SBI Home Loan: Bank increased interest rates on home loans
SBI Home Loan: The State Bank of India (SBI) has increased the interest rates on its home loans, effective from August 1, 2025. This move primarily impacts new borrowers and has raised concerns about a potential shift in the housing finance market.
SBI has raised the upper end of its home loan interest rate by 25 basis points (bps), effective from August 1, 2025. This means the interest rate for a regular home loan now ranges from 7.50% to 8.70%, up from the previous range of 7.50% to 8.45%.
This rate increase primarily impacts new borrowers, particularly those with a lower credit score who fall into the higher interest rate bracket. Existing customers on an external benchmark-linked loan are not affected by this particular change as banks are required by the RBI to pass on rate cuts to them.

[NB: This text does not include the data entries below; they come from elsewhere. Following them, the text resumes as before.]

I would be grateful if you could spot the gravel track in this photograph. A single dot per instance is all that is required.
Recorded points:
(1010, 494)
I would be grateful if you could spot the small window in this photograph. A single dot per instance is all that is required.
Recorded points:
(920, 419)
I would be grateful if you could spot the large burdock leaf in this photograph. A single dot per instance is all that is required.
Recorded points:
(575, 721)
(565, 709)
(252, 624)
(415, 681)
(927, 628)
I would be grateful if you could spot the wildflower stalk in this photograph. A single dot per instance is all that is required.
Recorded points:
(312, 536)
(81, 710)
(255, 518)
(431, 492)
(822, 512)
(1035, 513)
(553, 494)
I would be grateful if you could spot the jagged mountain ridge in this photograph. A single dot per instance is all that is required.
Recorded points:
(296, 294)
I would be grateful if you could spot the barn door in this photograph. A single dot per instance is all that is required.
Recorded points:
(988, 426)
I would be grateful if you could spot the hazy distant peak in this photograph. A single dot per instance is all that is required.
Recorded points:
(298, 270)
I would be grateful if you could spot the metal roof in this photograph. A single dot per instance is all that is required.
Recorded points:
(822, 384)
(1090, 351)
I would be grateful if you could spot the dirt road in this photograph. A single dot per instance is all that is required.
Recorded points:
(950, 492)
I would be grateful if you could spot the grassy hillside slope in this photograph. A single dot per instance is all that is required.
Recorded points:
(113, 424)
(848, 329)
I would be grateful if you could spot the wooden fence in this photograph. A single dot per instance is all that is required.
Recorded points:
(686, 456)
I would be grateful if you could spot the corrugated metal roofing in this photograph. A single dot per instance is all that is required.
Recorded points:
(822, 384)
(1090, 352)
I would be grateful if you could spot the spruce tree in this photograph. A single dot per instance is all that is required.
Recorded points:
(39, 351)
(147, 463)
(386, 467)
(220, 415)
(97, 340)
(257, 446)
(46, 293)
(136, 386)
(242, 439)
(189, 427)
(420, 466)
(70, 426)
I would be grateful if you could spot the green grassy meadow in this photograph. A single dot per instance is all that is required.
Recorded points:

This move by SBI, and other public sector banks like Union Bank of India which have also made similar changes, is a strategic one. Banks are facing pressure on their Net Interest Margins (NIMs) as the Reserve Bank of India (RBI) has been cutting the repo rate. While lending rates are falling, deposit rates (the cost of funding for banks) have remained “sticky,” or harder to bring down.

To protect their profitability, banks are increasing the “spread” (the difference between the lending rate and the reference rate) on certain loan products. This could signal a shift in strategy for public sector banks. After aggressively expanding their home loan portfolios at razor-thin margins in recent years, they are now prioritizing profitability over rapid growth.
For a new borrower, this increase translates to a higher Equated Monthly Installment (EMI). For example, a home loan of Rs 50 lakh for a 20-year tenure would see a monthly EMI increase by around Rs 737 due to this 25 bps hike. Over the entire loan period, this can add up to a significant amount in total interest paid.